U.S. Senate Proposal Provides Direction for Future of Arts Education

Posted by Mr. Narric Rome, Oct 31, 2011 0 comments

Narric Rome

On October 19 and 20, after many years of inaction, the U.S. Senate Health, Education, Labor, and Pensions (HELP) Committee began marking up the Senate version of the Elementary and Secondary Education Act (ESEA) reauthorization bill (last reauthorized by the No Child Left Behind Act of 2002).

Americans for the Arts lobbied on several of these issues on behalf of its members and the legislation, as amended, has several items that are of interest to the arts education sector.

The bill offers new insights into the direction of federal education policy and how the arts can fit within it, including the following:

1) Arts education was retained as a “core academic subject” – ensuring that the arts maintains this designation is critical for eligibility to use federal funds locally.

2) The term “core academic subject” has been incorporated into far more programs than No Child Left Behind did. It now places core academic subjects, including the arts, as central to extended learning programs, “highly qualified teacher” qualifications, parental engagement programs, advanced placement and international baccalaureate programs, reading or language arts, and STEM initiatives. This is a giant leap from the diminutive position that “core academic subject” held in the No Child Left Behind Act.

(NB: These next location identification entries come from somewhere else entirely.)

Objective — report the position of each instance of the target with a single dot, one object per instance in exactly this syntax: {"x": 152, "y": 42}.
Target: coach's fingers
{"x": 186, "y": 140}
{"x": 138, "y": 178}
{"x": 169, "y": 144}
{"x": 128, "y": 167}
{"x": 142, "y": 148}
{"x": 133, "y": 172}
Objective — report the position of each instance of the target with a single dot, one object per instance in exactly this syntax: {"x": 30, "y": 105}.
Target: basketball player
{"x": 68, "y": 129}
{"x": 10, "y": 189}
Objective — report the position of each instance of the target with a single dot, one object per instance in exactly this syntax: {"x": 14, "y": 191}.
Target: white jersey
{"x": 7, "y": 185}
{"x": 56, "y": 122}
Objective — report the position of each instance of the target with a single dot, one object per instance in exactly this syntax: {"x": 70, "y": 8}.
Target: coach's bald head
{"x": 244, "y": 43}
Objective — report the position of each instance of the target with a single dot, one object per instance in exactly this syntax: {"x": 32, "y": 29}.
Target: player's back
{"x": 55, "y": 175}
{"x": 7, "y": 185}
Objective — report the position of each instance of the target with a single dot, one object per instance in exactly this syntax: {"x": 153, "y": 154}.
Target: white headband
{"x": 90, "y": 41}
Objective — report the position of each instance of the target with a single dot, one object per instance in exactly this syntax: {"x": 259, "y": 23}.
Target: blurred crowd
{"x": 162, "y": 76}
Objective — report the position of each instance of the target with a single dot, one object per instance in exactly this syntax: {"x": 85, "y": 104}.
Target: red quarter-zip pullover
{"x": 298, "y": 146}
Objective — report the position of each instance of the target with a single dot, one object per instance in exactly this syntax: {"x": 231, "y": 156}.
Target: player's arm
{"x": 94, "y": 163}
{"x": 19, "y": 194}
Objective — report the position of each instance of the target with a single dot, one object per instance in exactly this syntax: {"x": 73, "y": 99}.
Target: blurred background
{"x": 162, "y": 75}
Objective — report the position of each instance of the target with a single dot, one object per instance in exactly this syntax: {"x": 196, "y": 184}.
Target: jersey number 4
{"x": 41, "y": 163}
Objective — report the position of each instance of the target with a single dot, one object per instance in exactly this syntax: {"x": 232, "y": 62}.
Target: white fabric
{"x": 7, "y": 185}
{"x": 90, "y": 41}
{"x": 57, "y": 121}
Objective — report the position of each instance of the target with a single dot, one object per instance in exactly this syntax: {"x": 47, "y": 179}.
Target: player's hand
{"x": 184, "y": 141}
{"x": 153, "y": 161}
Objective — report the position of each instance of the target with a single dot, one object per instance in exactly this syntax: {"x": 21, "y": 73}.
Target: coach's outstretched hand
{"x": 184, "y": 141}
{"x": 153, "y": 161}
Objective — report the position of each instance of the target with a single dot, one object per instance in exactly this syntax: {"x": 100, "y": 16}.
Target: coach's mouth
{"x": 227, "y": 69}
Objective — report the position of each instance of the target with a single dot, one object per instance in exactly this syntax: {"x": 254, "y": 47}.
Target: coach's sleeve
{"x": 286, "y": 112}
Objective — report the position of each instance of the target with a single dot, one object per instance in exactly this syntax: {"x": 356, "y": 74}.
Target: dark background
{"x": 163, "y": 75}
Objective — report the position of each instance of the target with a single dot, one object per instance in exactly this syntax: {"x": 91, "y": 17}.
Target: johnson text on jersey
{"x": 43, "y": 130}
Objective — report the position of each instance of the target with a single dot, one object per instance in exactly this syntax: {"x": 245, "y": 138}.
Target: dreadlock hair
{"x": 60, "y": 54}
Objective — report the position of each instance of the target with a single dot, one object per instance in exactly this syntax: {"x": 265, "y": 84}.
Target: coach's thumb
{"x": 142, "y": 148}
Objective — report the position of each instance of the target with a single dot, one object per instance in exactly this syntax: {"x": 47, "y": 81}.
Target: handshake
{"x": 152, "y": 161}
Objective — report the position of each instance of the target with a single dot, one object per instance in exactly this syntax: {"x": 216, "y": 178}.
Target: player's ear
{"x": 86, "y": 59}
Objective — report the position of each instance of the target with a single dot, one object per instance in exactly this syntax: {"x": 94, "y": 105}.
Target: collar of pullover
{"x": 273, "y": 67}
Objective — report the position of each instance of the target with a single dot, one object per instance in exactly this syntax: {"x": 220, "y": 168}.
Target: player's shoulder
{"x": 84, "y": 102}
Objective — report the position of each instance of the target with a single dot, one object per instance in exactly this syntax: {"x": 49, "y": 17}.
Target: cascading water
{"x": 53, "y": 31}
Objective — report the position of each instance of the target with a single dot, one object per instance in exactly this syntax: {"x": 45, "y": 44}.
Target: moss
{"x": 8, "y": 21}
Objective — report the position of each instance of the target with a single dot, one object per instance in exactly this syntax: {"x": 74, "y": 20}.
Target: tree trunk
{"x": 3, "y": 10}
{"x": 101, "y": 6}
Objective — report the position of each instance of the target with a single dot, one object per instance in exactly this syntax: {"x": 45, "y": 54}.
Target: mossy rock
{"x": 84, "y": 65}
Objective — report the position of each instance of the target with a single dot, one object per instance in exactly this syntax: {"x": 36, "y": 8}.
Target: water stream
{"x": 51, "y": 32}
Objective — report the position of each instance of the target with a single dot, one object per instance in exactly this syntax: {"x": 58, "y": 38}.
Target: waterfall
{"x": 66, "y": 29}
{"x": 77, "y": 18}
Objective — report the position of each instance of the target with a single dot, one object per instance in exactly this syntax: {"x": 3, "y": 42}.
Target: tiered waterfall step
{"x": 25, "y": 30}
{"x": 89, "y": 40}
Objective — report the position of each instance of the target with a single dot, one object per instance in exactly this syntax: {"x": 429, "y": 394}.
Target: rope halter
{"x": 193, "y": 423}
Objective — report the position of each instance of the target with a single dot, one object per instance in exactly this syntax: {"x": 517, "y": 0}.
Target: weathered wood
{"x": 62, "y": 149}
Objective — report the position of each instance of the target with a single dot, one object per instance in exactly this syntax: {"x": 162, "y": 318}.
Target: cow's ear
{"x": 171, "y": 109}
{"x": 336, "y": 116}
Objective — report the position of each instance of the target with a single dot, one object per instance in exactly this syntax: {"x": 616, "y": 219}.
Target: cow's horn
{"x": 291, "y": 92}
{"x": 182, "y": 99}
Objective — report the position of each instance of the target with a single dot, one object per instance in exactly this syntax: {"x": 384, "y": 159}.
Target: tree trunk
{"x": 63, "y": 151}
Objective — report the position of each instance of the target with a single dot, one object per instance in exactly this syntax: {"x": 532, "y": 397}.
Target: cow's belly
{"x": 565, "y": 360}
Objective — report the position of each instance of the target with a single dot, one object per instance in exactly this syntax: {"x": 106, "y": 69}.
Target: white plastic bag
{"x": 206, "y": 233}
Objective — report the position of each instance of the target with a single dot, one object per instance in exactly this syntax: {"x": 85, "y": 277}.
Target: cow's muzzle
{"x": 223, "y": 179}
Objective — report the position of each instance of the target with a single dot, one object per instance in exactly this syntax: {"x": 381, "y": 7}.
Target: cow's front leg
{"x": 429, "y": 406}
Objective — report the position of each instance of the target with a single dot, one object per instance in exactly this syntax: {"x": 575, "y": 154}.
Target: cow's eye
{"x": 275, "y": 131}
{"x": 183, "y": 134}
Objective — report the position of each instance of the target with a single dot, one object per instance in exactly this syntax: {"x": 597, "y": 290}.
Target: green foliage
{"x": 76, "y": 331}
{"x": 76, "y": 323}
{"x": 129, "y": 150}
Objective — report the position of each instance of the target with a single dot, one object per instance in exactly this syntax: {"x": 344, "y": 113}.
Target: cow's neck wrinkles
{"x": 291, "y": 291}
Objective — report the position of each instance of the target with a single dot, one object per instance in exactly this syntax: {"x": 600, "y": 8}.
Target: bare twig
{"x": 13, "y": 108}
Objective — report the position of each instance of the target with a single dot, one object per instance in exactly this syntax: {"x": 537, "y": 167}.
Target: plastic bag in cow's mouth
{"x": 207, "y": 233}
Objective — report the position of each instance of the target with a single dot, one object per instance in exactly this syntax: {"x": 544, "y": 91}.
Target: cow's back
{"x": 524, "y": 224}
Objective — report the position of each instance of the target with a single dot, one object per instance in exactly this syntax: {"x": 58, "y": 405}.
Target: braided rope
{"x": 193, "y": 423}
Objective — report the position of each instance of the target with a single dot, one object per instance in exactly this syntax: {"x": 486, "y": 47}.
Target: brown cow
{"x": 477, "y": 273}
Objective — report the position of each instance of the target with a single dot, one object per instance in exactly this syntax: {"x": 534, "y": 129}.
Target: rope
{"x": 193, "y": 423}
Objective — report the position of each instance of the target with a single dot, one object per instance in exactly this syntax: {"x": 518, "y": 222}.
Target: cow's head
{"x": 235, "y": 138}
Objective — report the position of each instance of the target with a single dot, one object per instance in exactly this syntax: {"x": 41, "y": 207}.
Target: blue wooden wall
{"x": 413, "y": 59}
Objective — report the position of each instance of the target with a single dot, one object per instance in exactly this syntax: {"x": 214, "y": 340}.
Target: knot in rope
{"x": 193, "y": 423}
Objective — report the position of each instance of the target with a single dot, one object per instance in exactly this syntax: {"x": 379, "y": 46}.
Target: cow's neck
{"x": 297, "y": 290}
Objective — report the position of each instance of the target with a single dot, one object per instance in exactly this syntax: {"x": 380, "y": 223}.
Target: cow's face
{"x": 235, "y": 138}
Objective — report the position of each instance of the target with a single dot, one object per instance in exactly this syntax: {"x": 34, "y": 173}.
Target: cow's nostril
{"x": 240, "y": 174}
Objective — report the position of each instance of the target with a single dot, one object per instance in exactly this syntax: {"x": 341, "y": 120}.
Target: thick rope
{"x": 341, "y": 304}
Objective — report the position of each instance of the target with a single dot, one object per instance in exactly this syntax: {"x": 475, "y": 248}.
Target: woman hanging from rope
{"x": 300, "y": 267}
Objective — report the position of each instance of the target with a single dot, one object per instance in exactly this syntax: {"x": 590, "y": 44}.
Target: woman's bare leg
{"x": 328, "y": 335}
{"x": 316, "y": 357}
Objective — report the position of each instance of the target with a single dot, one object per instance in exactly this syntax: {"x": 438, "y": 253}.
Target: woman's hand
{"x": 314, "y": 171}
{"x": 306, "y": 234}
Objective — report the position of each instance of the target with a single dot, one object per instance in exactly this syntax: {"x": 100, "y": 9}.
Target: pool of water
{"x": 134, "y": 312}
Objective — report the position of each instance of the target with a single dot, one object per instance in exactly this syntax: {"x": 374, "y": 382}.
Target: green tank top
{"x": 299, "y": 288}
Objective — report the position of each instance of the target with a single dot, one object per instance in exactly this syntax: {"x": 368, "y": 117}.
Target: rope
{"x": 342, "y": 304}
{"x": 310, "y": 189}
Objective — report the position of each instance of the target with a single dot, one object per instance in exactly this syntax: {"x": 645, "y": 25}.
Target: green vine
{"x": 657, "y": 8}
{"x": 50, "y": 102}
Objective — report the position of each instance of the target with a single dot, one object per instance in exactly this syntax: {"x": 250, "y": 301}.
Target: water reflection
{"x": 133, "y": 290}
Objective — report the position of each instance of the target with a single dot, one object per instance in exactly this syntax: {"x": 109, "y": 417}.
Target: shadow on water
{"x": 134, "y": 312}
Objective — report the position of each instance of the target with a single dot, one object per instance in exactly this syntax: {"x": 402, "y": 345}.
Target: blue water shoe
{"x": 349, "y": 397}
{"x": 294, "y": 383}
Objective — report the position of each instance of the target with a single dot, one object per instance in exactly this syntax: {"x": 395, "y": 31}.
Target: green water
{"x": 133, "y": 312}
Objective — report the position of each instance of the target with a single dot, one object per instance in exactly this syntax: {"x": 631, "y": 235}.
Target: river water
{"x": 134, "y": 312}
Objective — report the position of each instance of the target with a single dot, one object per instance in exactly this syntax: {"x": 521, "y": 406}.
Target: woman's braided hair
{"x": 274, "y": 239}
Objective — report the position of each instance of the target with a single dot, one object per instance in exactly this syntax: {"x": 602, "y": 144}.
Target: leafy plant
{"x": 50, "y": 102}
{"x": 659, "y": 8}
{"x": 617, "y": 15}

3) A new program called Extended Learning was created to provide competitive grants to school districts to extend their school day – and the arts and music are among the specified reasons for this new program.

4) The Well Rounded Education Amendment, based on the Obama Administration “Blueprint” proposal, creates a single competitive grant program to provide support to: arts, civics and government, economics, environmental education, financial literacy, foreign languages, geography, health education, history, physical education, and social studies. The authorized funding level for this grant program would be $500 million – a set of similar programs currently receives $265 million this year. This amendment sustains direct federal support for arts education, which would have been terminated otherwise.

5) Among ten programs of “National Significance” is specific direction for the Department of Education to support “projects that encourage the involvement of persons with disabilities in the arts.”

6) The most substantial changes from current law in the legislation are: it ends Adequate Yearly Progress (AYP) in favor of a measure of “continuous improvement” and it no longer forces states and local school districts to create evaluation systems in order to receive funding for teacher and principal development. Both of these changes could reduce the “teaching to the test” and reverse the narrowing of the curriculum that has occurred since NCLB was implemented. It might also mean that art and music teachers could be evaluated in their subject area, if a state so chooses, instead of being evaluated on their student’s math and reading scores.